Right now, we are using direct pointers inside the ribs, maybe using an addition indirection could help, but I feel like this would be a big overhead as Ribbit heavily relies on these indirections. For example, each time an instruction is executed, an indirection is used to fetch the next instruction (the third field of the rib). Using an indirection or hash for only RVM-specific data (such as a vectors or file descriptors) could be used to ease the transfer of this information between RVMs. However, another difficulty of porting the graph structure to another RVM is that it is specialized to the source code. For example, the index of the primitives changes depending on their usage to minimize the size of the resulting serialization. Because we need to encode the primitive's index each time the source code calls it, if we use a smaller primitive index for primitives that are widely used, it results in a smaller serialization. This is just one example of specialization, there are other ones as well. This makes it more challenging to port this graph-like structure as we need to either sync both RVM's to match their internal primitive table or we need to standardize at the cost of bigger graph serialization.

I don't know what the best strategy is to share code between RVMs, although I feel like Ribbit would be well suited for this task.

ec1oud commented 2 weeks ago

I'd have thought that bytecode portability would be a goal, eventually.

And having to follow a pointer each time to fetch the next instruction sounds like the typical linked-list bottleneck, and replacing pointers with hashes or something like that would make it worse. So I've had an idea for a long time to either implement a Scheme that uses vectors as its primary data type, or some sort of hybrid, like linked lists of bigger nodes (car carriers, let's call them). Then if each non-inline entry is a hash or whatever, it's more affordable, because at least the list itself is contiguous and cache-friendly. So I'm trying to do that, will see what goes wrong. But surely somebody else thought of that, ages ago...

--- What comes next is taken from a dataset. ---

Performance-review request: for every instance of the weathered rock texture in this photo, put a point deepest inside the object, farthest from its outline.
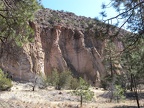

I think this is the crux of why Lisps are seen as an academic-only solution. I remember the ads for PCs back in the 80's when I bought my first one: "zero wait-state" was a popular bullet point. (Mine had that, at 10 MHz.) That hasn't been possible for a long time now. When memory was as fast as the CPU, presumably chasing pointers all over RAM was just as cheap as any other kind of memory access (although spending limited memory to store pointers could have been a concern; and I didn't know about linked lists anyway back then). But now the key to performance is to keep the data contiguous in the order that you need to access it; therefore linked lists are mostly obsolete IMO, except when you really need extreme flexibility for rearranging the list. In practice, I never used set-cdr! much anyway; so I tend to think most list access is done in-order in most programs. Prepending had better be cheap, but that's still possible to optimize even with vectors.